Florida insurance regulators are asking 2 life insurers about solicitations of business from U.S. military personnel.
The Florida Office of Insurance Regulation has issued an “order to show cause” to American Fidelity Life Insurance Company, Pensacola, Fla., and Trans World Assurance Company, San Mateo, Calif.
In the order, which requires the insurers named to show why Florida should not suspend their right to do business in Florida, regulators allege that American Fidelity or Trans World may have sold insurance products to U.S. military personnel in December 2007 and January 2008 after offering prizes, such as Xbox video game systems, valued at over $25.
Florida regulators also say one company, or both companies:
- Employed a corporal in the U.S. Marine Corps as a driver who used his military identification to gain access to the military base to pick up military personnel and take them to the companies’ offices.
- Misrepresented that they were affiliated with the U.S. military in the sale of their insurance products.
Marilyn Hess, president of American Fidelity, says the company has not seen any documentation of the allegations in the order to show cause.
At this point, “we don’t believe we have an agent who sells at the site that they’re talking about,” Hess says. “We have had no complaints about this prior to this.”

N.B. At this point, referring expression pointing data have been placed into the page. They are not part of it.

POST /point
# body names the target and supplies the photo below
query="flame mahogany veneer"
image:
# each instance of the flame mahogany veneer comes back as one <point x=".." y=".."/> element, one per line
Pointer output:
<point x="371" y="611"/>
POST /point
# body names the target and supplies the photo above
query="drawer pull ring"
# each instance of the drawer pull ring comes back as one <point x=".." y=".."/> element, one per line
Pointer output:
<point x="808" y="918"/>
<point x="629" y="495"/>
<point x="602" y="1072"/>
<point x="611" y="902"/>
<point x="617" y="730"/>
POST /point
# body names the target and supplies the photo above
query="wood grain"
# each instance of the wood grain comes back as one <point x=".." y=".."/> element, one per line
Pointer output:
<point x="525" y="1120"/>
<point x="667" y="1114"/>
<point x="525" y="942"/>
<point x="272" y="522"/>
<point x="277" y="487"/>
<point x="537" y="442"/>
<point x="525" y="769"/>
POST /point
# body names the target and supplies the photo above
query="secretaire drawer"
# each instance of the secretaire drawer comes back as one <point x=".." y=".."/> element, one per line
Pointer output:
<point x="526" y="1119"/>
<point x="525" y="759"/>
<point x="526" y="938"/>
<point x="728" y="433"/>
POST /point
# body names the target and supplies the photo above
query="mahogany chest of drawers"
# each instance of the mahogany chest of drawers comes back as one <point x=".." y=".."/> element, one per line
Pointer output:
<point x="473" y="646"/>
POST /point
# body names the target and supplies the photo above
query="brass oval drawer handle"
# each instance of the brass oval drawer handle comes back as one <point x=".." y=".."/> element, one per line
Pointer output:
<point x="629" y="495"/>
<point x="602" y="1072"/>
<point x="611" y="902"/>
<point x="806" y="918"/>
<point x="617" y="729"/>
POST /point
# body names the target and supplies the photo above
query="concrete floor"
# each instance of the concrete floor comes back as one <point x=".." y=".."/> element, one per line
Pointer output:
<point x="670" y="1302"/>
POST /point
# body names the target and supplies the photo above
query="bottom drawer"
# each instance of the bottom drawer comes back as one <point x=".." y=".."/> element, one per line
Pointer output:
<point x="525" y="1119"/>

Hess says American Fidelity handles administrative work for Trans World but is a separate company and cannot speak for Trans World.
Representatives for Trans World were not immediately available to comment on the Florida order.
In September 2007, the Florida Financial Services Commission adopted military sales practices regulations similar to those outlined in a model law adopted by the National Association of Insurance Commissioners, Kansas City, Mo., in June 2007, Florida officials say.
The Florida rules apply to all active-duty service members and use a broader definition of “active duty” than the definition that the NAIC model uses, officials say.